From: Jeff Layton <jlayton@redhat.com>
To: David Howells <dhowells@redhat.com>, torvalds@linux-foundation.org
Cc: Alexander Viro <viro@zeniv.linux.org.uk>,
Matthew Wilcox <willy@infradead.org>,
Christoph Hellwig <hch@lst.de>,
Dave Wysochanski <dwysocha@redhat.com>,
Trond Myklebust <trondmy@hammerspace.com>,
Anna Schumaker <anna.schumaker@netapp.com>,
Steve French <sfrench@samba.org>,
Eric Van Hensbergen <ericvh@gmail.com>,
linux-cachefs@redhat.com, linux-afs@lists.infradead.org,
linux-nfs@vger.kernel.org, linux-cifs@vger.kernel.org,
ceph-devel@vger.kernel.org, v9fs-developer@lists.sourceforge.net,
linux-fsdevel@vger.kernel.org, linux-kernel@vger.kernel.org
Subject: Re: Upcoming: fscache rewrite
Date: Thu, 30 Jul 2020 09:08:32 -0400 [thread overview]

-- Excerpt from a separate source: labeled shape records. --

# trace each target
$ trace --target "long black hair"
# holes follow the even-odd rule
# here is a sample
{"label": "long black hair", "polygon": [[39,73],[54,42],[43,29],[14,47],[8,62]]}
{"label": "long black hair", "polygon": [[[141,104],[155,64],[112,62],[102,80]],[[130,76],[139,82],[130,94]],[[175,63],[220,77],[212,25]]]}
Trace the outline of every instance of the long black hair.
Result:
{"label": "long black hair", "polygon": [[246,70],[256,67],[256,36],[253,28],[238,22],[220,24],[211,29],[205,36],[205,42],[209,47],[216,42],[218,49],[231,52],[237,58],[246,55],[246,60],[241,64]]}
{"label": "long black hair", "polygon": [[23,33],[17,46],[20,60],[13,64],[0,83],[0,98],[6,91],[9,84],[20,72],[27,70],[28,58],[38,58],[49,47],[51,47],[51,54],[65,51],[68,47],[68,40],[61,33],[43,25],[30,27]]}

Message-ID: <2db05b3eb59bfb59688e7cb435c1b5f2096b8f8a.camel@redhat.com> (raw)
In-Reply-To: <447452.1596109876@warthog.procyon.org.uk>
On Thu, 2020-07-30 at 12:51 +0100, David Howells wrote:
> Hi Linus, Trond/Anna, Steve, Eric,
>
> I have an fscache rewrite that I'm tempted to put in for the next merge
> window:
>
> https://lore.kernel.org/linux-fsdevel/159465784033.1376674.18106463693989811037.stgit@warthog.procyon.org.uk/
>
> It improves the code by:
>
> (*) Ripping out the stuff that uses page cache snooping and kernel_write()
> and using kiocb instead. This gives multiple wins: uses async DIO rather
> than snooping for updated pages and then copying them, less VM overhead.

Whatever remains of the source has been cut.